The workers at Peerless start off at $6.50 per hour with limited benefits. As soon as Tousley was aware of the organizing drive, he offered to fix the ventilators and to give everyone raises to $10 per hour if the workers didn’t bring in the union. As Johnson explained, “Some people have worked there for thirty years and don't make $10 per hour. But this isn't all about the union, it's about us having fresh air to breathe and getting to live." The workers are currently awaiting a date for their union election.
STATE-OF-THE-ART
Not all the plants in the Empowerment Zone are as blatantly offensive. Hispanic Manufacturing is a modern facility composed of three plants: Uniboring, Gonzales Design and Manufacturing, and Ideal Steel. The three plants make state-of-the-art structural steel, auto parts racks, and other products mostly for the Big Three. GM and two other partners provided $25 million to build the manufacturing center. Unlike Peerless, which has a primarily African-American workforce, Hispanic Manufacturing hires mostly Spanish-speaking immigrants and Xicano workers.

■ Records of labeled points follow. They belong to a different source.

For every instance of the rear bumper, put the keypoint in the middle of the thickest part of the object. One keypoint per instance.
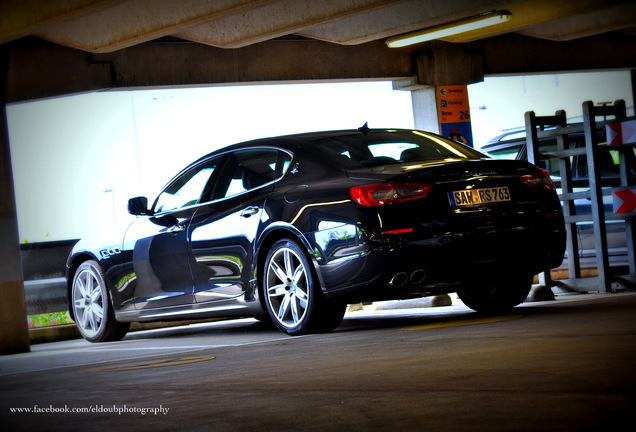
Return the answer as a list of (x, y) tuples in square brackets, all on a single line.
[(395, 267)]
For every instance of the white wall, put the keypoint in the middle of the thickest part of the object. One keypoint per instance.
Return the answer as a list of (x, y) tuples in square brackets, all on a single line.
[(77, 159)]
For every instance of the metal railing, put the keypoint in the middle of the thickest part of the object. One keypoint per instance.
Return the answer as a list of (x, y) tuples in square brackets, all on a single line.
[(593, 191)]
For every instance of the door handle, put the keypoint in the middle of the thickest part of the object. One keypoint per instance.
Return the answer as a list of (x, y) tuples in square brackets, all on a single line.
[(250, 211), (176, 229)]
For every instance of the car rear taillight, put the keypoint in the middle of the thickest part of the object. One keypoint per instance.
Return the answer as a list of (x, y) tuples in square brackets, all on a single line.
[(388, 193), (539, 179)]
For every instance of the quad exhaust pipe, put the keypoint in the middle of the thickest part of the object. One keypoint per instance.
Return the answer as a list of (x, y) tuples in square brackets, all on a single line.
[(401, 278)]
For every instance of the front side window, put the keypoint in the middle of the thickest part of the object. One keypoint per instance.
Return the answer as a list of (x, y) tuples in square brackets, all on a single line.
[(250, 169), (187, 189)]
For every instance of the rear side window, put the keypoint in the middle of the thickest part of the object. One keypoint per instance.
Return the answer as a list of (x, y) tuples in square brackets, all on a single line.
[(509, 153)]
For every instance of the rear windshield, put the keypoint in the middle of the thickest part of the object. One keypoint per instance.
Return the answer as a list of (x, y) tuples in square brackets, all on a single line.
[(394, 147)]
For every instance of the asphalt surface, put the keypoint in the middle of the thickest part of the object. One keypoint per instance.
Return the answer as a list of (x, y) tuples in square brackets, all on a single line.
[(563, 365)]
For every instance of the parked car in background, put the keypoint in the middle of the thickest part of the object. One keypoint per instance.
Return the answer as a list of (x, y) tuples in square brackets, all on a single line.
[(512, 146), (294, 228)]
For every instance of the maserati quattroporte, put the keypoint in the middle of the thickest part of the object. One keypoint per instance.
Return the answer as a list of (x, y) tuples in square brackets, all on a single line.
[(294, 228)]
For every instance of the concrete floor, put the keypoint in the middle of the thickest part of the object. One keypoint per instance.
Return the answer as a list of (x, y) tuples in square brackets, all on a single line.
[(568, 364)]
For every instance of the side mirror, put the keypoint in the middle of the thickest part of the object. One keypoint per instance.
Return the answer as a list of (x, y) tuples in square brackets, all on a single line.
[(138, 206)]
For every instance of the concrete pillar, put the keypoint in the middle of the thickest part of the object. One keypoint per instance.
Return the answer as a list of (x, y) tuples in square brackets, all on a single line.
[(14, 334), (425, 112)]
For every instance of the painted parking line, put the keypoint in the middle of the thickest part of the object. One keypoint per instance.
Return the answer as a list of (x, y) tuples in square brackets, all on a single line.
[(464, 322), (149, 364)]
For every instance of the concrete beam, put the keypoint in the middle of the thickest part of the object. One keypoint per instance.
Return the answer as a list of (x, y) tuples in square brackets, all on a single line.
[(19, 18), (397, 18), (192, 64), (535, 12), (449, 64), (130, 23), (273, 20), (617, 17), (39, 69)]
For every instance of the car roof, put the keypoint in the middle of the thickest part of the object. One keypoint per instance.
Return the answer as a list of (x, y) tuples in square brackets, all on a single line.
[(295, 141)]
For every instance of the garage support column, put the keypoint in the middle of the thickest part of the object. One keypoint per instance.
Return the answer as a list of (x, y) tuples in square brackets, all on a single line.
[(425, 114), (14, 334)]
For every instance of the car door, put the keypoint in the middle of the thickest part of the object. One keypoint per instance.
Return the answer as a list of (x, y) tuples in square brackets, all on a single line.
[(224, 230), (160, 242)]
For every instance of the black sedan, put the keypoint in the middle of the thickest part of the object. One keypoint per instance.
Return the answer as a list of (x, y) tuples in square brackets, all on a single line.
[(292, 229)]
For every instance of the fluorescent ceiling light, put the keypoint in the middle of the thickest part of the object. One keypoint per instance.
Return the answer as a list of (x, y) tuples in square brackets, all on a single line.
[(480, 21)]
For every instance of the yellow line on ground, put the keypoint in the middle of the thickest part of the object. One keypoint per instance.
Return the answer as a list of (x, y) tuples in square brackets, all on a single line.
[(147, 364), (464, 322)]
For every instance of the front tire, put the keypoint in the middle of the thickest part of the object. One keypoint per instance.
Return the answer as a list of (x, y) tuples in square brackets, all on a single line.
[(92, 308), (293, 298), (496, 295)]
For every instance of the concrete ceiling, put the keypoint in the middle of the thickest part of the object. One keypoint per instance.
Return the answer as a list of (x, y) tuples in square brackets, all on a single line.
[(104, 26)]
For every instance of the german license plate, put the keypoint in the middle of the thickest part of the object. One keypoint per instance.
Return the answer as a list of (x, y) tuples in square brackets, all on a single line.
[(472, 197)]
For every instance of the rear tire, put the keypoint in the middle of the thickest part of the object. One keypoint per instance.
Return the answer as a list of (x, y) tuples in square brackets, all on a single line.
[(498, 294), (293, 298), (91, 305)]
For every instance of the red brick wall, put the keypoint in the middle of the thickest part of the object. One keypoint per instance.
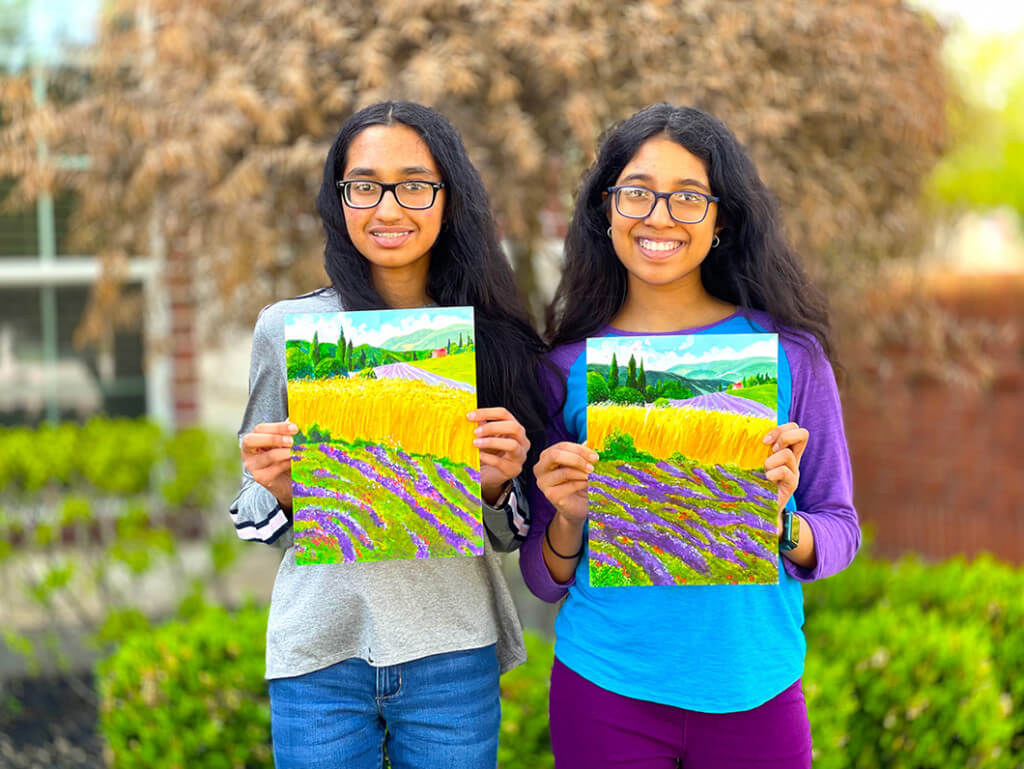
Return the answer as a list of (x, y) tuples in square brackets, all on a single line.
[(939, 469)]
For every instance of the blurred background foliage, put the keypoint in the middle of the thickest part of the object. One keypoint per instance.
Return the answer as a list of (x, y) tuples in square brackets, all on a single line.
[(207, 122)]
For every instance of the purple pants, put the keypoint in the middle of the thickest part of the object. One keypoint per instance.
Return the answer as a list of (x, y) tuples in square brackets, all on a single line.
[(592, 728)]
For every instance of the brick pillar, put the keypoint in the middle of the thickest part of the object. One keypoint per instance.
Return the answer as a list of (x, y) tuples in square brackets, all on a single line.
[(183, 339)]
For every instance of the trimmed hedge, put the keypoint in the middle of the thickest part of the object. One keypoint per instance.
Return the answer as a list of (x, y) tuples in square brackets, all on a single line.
[(908, 667)]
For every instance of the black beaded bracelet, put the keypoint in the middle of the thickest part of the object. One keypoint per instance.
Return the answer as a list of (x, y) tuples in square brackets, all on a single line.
[(547, 539)]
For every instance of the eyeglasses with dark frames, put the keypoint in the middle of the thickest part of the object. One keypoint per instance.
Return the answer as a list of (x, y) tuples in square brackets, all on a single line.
[(685, 206), (413, 195)]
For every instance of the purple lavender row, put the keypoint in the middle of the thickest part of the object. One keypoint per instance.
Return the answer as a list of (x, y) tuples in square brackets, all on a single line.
[(449, 477), (380, 454), (683, 545), (753, 488), (300, 489), (648, 563), (650, 489), (328, 527), (332, 517), (658, 492), (642, 515), (752, 546), (426, 487), (453, 539), (422, 549)]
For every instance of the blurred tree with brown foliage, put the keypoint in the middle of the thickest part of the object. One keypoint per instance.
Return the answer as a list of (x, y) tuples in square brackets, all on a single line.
[(208, 121)]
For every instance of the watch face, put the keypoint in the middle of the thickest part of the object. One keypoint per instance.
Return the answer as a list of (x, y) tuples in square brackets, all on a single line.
[(791, 531)]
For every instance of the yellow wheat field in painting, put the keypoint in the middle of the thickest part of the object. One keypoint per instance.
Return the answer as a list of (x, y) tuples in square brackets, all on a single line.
[(418, 417), (709, 437)]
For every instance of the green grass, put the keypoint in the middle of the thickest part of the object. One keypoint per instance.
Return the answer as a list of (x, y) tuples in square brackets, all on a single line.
[(461, 367), (767, 394)]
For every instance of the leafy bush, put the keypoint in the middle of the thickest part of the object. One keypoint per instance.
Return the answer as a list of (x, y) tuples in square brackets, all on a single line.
[(192, 694), (91, 509), (982, 593), (908, 667), (188, 694), (525, 740), (902, 688)]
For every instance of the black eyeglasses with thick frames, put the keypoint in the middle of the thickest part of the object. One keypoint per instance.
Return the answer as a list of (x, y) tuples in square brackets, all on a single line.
[(412, 195), (685, 206)]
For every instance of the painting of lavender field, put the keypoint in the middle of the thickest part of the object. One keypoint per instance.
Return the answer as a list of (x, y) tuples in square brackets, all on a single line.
[(384, 465), (679, 496)]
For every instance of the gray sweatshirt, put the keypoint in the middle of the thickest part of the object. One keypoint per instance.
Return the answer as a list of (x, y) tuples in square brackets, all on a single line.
[(385, 612)]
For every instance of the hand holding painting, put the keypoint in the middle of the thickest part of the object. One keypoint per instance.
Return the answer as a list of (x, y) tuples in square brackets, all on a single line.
[(782, 467), (266, 455), (503, 445), (561, 474)]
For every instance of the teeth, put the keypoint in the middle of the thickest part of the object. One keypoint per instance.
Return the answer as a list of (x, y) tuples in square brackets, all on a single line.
[(658, 245)]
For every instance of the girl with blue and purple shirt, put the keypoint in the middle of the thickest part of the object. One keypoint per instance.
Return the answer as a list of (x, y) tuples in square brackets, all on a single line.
[(674, 232)]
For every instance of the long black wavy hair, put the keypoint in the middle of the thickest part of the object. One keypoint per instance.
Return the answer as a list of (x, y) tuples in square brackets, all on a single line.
[(753, 267), (467, 264)]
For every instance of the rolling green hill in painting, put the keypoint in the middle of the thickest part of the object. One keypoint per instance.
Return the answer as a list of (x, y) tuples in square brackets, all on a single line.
[(430, 339), (731, 371)]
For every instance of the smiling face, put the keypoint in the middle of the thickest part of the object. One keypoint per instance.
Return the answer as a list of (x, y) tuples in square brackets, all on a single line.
[(657, 251), (395, 241)]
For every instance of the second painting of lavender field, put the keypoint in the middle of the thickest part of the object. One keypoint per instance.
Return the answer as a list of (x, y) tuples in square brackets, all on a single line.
[(679, 496), (384, 465)]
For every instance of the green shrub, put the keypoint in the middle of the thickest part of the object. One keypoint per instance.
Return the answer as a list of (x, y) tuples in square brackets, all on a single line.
[(525, 740), (981, 593), (903, 688), (188, 695), (192, 695)]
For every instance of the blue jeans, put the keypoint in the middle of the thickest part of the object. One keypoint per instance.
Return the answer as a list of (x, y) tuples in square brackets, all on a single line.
[(439, 712)]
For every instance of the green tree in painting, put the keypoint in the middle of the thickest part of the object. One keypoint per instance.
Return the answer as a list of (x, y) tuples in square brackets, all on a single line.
[(329, 367), (299, 365), (631, 373), (626, 395), (597, 388)]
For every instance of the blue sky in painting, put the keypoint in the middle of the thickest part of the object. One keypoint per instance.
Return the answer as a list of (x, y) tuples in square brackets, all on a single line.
[(374, 327), (662, 352)]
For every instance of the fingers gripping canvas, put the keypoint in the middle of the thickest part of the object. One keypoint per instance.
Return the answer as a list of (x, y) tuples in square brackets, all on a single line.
[(679, 496), (384, 465)]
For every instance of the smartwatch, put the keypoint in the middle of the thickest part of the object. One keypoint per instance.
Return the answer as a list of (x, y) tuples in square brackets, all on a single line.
[(791, 531)]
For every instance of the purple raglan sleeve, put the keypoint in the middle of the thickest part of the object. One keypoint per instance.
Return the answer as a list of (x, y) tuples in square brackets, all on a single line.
[(535, 570), (824, 495)]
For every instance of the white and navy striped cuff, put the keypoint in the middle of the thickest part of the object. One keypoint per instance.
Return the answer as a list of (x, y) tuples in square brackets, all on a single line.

Hispanic Manufacturing has close ties to the GRACE program, which stands for Gang Retirement and Continuing Education. GRACE helps retired gang members get jobs at Hispanic Manufacturing; nearly one-quarter of the workforce at Gonzales Design was recruited through the program. Inside the plant, the company makes it clear who is from GRACE and who isn't. In one incident, the company distributed a letter listing all of the GRACE members so that they could make a donation to a fellow GRACE member under duress. Both GRACE and Hispanic Manufacturing receive Empowerment Zone money for each worker hired, and community members allege that GRACE is pressuring its members to keep out the union.
At Gonzales Design, workers also complain of ventilation problems and forced overtime. Steelworkers organizer Pete Vargas says that mandatory overtime is often announced half an hour before the shift ends and sometimes extends to six days a week. Workers used to start off at $8 per hour but that has jumped to $9 since the union started organizing. Wages remain at less than half the industry norm. OSHA has repeatedly fined the company for serious violations; recently one employee received third-degree burns from hot paint, but no incident report was filed.
Similar conditions prevail at Piston Packaging, which produces paper pallets, corrugated boxes, and set-up boxes for the auto industry. Vinnie Johnson, former Detroit Pistons star, is the principal owner. Workers complain that there are no working water fountains. If they want to drink water, the employees have to bring it from home and hope it doesn't run out.
Wages start at $6.50 and jump up to $8.00 after the probationary period. That is the only raise workers that have been there for two and a half years have ever seen. Lunches, apparently, are at the supervisor's discretion. Vargas said, "One day last week, the workers came out complaining, 'We didn't even get a f... lunch today--they made us work overtime.' The company tried to make it up to the workers the next day by promising to buy them pizza, but as far as I know they still haven't gotten any."
Recently, President Clinton went on a tour to promote Empowerment Zones as the solution for the country's poor. This is the same road taken by Mexico in promoting the maquiladora industry--a volatile, highly mobile industry that pays low wages and depends on tremendous government subsidies and lax environmental and labor regulations.
The maquiladora industry does provide a lot of jobs, but as Martha Ojeda, executive director of the Coalition for Justice in the Maquiladoras, asked in an interview with La Jornada, "At what cost? How many good-paying jobs have been lost due to unequal trade [under NAFTA]? The cost of these jobs is, without a doubt, poverty wages, children with birth defects, and a polluted environment."